After the Great War, the Knights of Columbus continued its charitable work, offering education and employment services to returning servicemen. In less than two years, the Knights of Columbus Bureau of Employment placed some 100,000 people in jobs. The Order’s presence in Europe continued in August 1920, when a delegation of 235 Knights made a pilgrimage to Rome, Pope Benedict XV invited them to build several recreation centers for Roman youth. The architect of these centers, Count Enrico Galeazzi, went on to serve as the Knights’ representative in Rome for more than six decades.
Throughout the 1920s, the Order’s anti-defamation work also continued. When the Ku Klux Klan and other “nativist” and anti-Catholic groups launched campaigns to make students attend public schools, Church leaders enlisted the Knights’ support. The K of C Historical Commission, meanwhile, worked to overcome racial prejudice in American society, publishing books on the contributions of African-, Jewish-, and German-Americans.
The Great Depression initially had hurt the Order’s membership and finances, but it also led to a renewed sense of volunteer service.
1920: Two years after launching educational, vocational and employment programs for World War I veterans, more than 50,000 students are enrolled in K of C-sponsored evening school programs across the United States and Canada. The Order also launches a correspondence school.
1920: 235 Knights sail from New York City to France. In Paris, they are greeted by Church and civic authorities, who thank the Knights for their WWI work. In Metz, a large equestrian statue of the French Revolutionary War hero Lafayette, funded by the Knights, is unveiled. The K of C delegation continues to Rome, where it is received in a private audience with Pope Benedict XV on Aug. 28, 1920.
1923: In response to the passage of laws in Oregon prohibiting children under 16 from attending private schools, the Knights work to overturn the law. In 1925, the Supreme Court declares the Oregon law unconstitutional.
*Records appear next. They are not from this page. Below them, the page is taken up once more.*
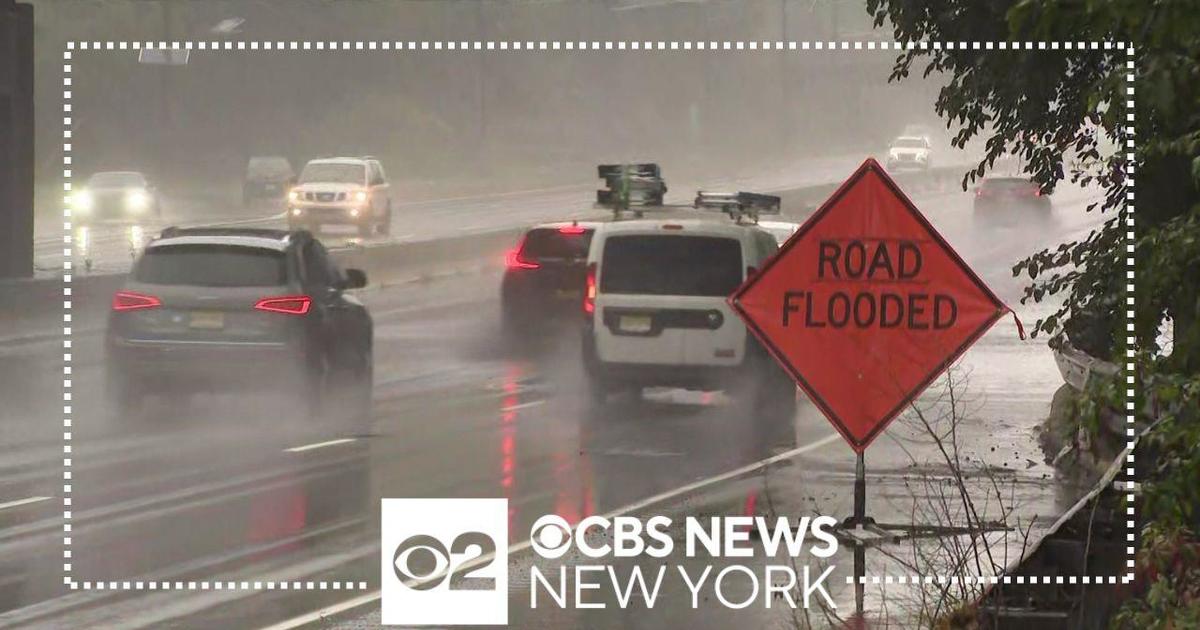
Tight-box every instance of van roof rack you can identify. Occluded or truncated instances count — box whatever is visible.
[596,162,667,218]
[692,191,782,223]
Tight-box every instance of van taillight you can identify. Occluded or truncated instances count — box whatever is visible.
[583,263,596,317]
[113,290,162,311]
[254,295,312,314]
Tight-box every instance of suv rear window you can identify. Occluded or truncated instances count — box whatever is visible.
[300,162,367,186]
[600,235,742,296]
[521,228,592,259]
[983,178,1034,191]
[133,245,288,287]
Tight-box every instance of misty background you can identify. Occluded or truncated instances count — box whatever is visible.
[32,0,942,210]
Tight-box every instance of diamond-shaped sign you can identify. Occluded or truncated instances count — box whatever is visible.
[730,160,1008,452]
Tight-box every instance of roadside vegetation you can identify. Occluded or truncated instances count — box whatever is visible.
[868,0,1200,629]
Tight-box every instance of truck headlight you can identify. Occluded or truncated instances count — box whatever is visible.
[125,191,150,212]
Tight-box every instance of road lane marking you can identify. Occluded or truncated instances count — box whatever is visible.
[283,438,356,452]
[0,497,54,510]
[500,398,546,412]
[262,433,841,630]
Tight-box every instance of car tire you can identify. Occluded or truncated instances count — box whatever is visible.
[378,202,391,236]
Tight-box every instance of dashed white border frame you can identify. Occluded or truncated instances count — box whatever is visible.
[62,40,1136,592]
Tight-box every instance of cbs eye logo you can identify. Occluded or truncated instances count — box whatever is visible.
[529,514,572,559]
[391,532,496,590]
[379,499,509,626]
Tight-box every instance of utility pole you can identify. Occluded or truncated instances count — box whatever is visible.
[0,0,34,278]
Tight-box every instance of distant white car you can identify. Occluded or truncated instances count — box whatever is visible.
[288,157,391,236]
[887,136,934,169]
[758,221,800,245]
[71,170,162,226]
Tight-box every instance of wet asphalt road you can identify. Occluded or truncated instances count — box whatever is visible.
[0,178,1096,628]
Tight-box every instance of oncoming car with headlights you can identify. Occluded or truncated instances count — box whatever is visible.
[71,170,162,226]
[288,157,391,236]
[106,228,373,430]
[887,136,934,169]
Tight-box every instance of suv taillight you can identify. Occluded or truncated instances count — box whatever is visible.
[254,295,312,314]
[504,235,541,269]
[576,263,596,318]
[113,290,162,311]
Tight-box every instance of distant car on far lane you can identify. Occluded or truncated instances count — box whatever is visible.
[288,157,391,236]
[241,155,296,208]
[500,221,600,334]
[974,178,1052,220]
[887,136,934,169]
[758,221,800,245]
[71,170,162,226]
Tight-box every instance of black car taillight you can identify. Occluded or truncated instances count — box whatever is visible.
[254,295,312,314]
[504,234,541,269]
[113,290,162,311]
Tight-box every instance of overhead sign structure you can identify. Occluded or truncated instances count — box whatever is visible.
[730,158,1008,455]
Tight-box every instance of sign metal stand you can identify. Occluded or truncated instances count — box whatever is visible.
[730,158,1024,619]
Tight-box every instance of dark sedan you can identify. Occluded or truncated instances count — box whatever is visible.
[500,222,596,334]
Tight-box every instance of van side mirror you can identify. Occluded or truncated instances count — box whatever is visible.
[343,269,367,289]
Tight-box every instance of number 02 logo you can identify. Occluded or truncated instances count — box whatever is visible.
[391,532,496,590]
[379,498,509,626]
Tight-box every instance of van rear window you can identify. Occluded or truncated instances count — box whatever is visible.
[133,245,288,287]
[600,234,743,296]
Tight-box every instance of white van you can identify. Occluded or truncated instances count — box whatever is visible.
[583,212,796,418]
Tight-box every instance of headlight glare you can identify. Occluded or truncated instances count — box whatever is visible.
[71,191,92,212]
[125,191,150,211]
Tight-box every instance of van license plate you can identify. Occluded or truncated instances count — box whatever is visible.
[187,311,224,330]
[620,316,650,332]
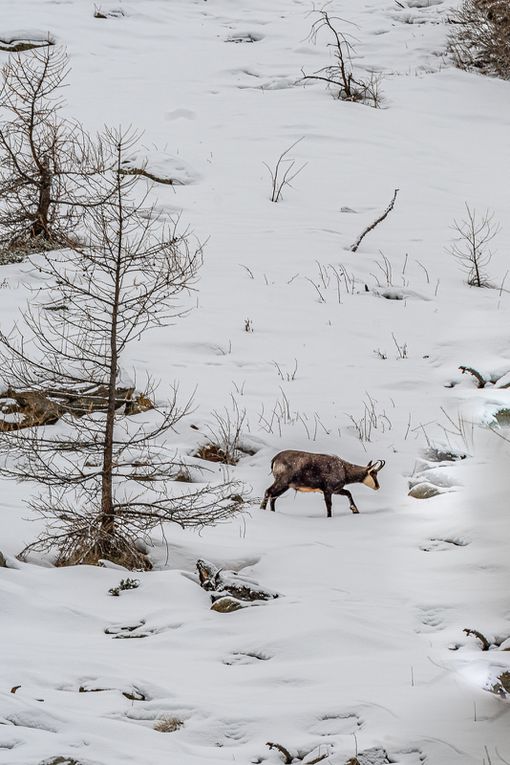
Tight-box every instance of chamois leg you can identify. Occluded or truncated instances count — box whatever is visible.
[324,491,331,518]
[260,481,289,513]
[338,489,359,513]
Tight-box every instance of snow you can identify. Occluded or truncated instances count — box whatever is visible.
[0,0,510,765]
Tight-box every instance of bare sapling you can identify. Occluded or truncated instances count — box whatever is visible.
[264,138,307,202]
[0,131,240,568]
[301,9,382,108]
[448,203,500,287]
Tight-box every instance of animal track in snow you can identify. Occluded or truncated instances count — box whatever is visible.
[310,712,363,736]
[416,606,446,632]
[223,651,272,666]
[420,537,469,552]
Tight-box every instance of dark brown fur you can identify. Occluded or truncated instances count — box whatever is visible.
[261,449,384,518]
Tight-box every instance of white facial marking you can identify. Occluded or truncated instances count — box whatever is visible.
[362,473,377,491]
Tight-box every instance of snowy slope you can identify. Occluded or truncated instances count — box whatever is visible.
[0,0,510,765]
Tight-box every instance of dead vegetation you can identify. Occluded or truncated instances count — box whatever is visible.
[153,715,184,733]
[448,0,510,79]
[301,9,383,109]
[0,384,154,432]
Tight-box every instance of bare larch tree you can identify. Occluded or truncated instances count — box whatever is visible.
[0,131,241,567]
[0,46,103,252]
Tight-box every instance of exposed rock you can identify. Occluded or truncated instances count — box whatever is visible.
[409,481,442,499]
[345,747,391,765]
[211,595,244,614]
[0,385,154,432]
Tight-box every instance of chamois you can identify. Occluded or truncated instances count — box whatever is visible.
[260,449,385,518]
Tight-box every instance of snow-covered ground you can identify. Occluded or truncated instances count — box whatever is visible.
[0,0,510,765]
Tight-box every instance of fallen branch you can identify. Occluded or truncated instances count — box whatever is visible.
[459,367,487,388]
[197,560,278,602]
[119,167,184,186]
[351,189,399,252]
[463,628,491,651]
[266,741,294,765]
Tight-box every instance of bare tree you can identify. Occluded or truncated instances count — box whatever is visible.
[302,9,382,108]
[448,203,500,287]
[0,127,240,567]
[0,46,103,252]
[448,0,510,79]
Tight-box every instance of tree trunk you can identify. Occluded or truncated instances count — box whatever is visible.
[30,160,51,239]
[101,146,124,545]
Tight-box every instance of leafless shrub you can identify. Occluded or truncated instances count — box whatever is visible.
[264,138,307,202]
[301,9,382,109]
[448,203,500,287]
[391,332,407,359]
[154,715,184,733]
[448,0,510,79]
[273,359,298,382]
[304,260,356,303]
[258,388,330,441]
[347,393,392,444]
[195,396,246,465]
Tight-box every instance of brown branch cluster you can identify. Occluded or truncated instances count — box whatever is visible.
[448,0,510,79]
[0,45,109,252]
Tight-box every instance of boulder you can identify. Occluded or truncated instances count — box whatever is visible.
[211,595,244,614]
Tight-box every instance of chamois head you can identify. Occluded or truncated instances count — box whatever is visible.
[362,460,386,491]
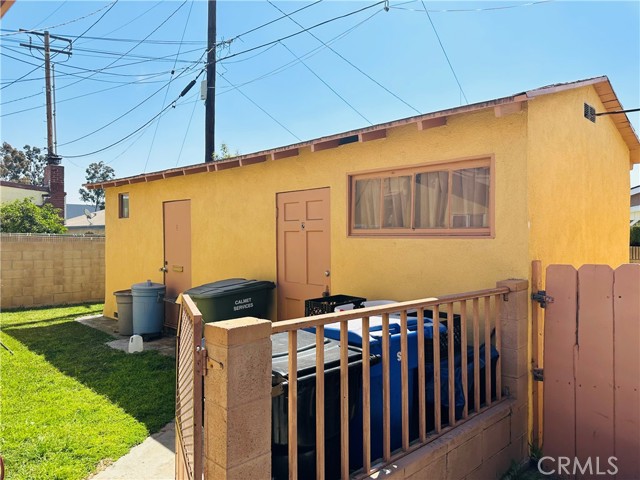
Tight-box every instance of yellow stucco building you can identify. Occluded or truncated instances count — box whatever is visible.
[93,77,640,319]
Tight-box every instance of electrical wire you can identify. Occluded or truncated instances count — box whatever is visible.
[43,0,187,95]
[217,0,387,62]
[267,0,422,114]
[61,69,206,159]
[0,46,186,80]
[389,0,555,13]
[420,0,469,105]
[0,4,117,37]
[71,0,118,45]
[218,73,302,142]
[33,0,67,28]
[269,40,373,125]
[89,0,163,43]
[176,94,198,167]
[216,10,381,96]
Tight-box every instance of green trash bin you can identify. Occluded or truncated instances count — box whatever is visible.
[184,278,276,323]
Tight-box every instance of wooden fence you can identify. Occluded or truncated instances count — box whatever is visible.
[272,287,509,480]
[543,264,640,479]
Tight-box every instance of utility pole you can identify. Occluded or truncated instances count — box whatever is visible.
[204,0,217,162]
[44,32,59,163]
[20,29,72,165]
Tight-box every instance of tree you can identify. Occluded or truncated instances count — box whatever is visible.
[79,162,116,211]
[211,143,240,162]
[0,142,46,185]
[0,198,67,233]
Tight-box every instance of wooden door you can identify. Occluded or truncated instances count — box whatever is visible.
[162,200,191,328]
[277,188,331,320]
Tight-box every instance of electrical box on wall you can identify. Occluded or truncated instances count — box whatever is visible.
[200,80,207,100]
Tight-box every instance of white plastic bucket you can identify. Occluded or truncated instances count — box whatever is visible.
[129,335,144,353]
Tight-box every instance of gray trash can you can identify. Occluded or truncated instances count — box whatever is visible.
[131,280,166,336]
[113,290,133,335]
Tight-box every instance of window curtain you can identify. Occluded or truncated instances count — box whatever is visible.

1924: In response to a request from Pope Benedict XV, the Knights opens St. Peter’s Oratory, the first K of C recreation center for youth in Rome. Four more are established between 1924 and 1927.
1925: The Knights’ Rome youth work stimulates interest in similar projects in North America, and the Columbian Squires program is established. Brother Barnabas McDonald consults with the Knights on the creation of the Squires. The institution of the first Squires circle takes place at the Supreme Council meeting in Duluth, Minn.
1926: Supreme Knight Flaherty, Deputy Supreme Knight Martin H. Carmody and other K of C officers meet with President Calvin Coolidge about the persecution of the Catholic Church in Mexico. The Order launches a $1 million educational campaign to influence American public opinion on the need for a strong stand against the Mexican government’s attacks on the Church. It takes more than 10 years for the tensions to ease.